In our study OPG was associated with CAC score only in simple analysis. However, of bone turnover markers, only the OPG significantly correlated with mortality in simple analysis. OPG is known to regulate bone mineral metabolism but it is also associated with inflammation, CV disease and mortality. In the study of Koo et al., OPG levels were positively correlated with inflammatory markers and negatively correlated with nutritional status [32]. CV events occurred in 51 of the 176 patients on peritoneal dialysis recruited to the study during a 5 year observation period. Newly developed CV events were significantly more common in patients with higher OPG levels. Cox regression analysis revealed that higher OPG level was a significant risk factor for CV events even after adjustments for demographic and biochemical parameters. Increased serum concentration of OPG can serve as a surrogate marker of progression of atherosclerosis and severity of vascular calcification in CKD patients [33-36]. Our results are in accordance with the study of Kurnatowska et al. demonstrating the relationship between serum OPG and CAC, as well as common carotid artery intima-media (CCA-IMT) [37]. At baseline, 70% of the HD patients presented detectable CAC. The patients without calcification at baseline remained calcification free at 30 months and presented lower serum OPG and FGF23 than those with CAC. A 64.4% progression of CAC was observed in all patients with CAC at baseline. Additionally, both increased CAC as well as CCA-IMT correlated positively with baseline and follow-up serum OPG. The patients who died had significantly higher baseline CAC and serum OPG. Increased levels of OPG can represent a response to a mineral and bone disorders in CKD patients, it may constitute a compensatory mechanism or perform protective functions [38,39].

Summarizing, although limited by the low number of participants, our study provides further evidence that CACS examination may improve CV risk assessment in CKD patients in addition to hsCRP and traditional CV risk factors represented by FRS. Better identification of high-risk patients exerts the possibility of early prevention of these diseases and may lead to reduced mortality from CV disease in the population of dialysis patients.

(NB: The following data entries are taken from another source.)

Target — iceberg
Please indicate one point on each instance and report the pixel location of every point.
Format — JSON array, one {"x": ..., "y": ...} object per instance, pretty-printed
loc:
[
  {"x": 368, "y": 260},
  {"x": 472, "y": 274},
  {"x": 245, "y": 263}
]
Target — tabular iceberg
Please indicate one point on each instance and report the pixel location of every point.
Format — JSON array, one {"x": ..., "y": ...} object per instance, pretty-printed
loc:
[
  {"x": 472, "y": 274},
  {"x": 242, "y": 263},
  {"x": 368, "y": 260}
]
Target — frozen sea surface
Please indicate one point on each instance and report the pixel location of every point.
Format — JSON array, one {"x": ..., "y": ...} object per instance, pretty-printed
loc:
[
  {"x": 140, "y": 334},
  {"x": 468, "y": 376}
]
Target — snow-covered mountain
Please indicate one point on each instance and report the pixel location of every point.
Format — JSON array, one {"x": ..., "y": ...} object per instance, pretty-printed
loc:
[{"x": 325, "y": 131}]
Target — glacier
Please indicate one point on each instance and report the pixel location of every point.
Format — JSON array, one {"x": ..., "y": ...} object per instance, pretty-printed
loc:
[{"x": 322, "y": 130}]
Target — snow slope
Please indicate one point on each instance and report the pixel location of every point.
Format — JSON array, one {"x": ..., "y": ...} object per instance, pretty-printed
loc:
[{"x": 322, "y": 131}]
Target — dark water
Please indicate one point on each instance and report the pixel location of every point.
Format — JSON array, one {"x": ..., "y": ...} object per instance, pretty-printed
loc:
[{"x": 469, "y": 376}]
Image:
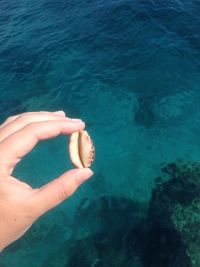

FGF23, a regulator of phosphorus metabolism, is strongly associated with CACS and may be a simple candidate biomarker of vascular calcification among dialysis patients.

Coronary calcium imaging is a non-invasive method of CV risk stratification that can accurately identify high-risk asymptomatic dialysis patients. The challenge now is to incorporate these tests into clinical practice in a manner that will improve clinical outcomes. Combination assessment of CACS, inflammatory markers as well as conventional CV risk factors as summarized by FRS at the start of dialysis treatment may contribute to early diagnosis, prevention and reduction of deaths from CV disease in this population.

The manuscript was not published elsewhere except a part of it was presented in abstract form as a poster during ERA-EDTA Congress. These Studies were funded by Grants K/ZDS/000597 and K/ZDS/001453.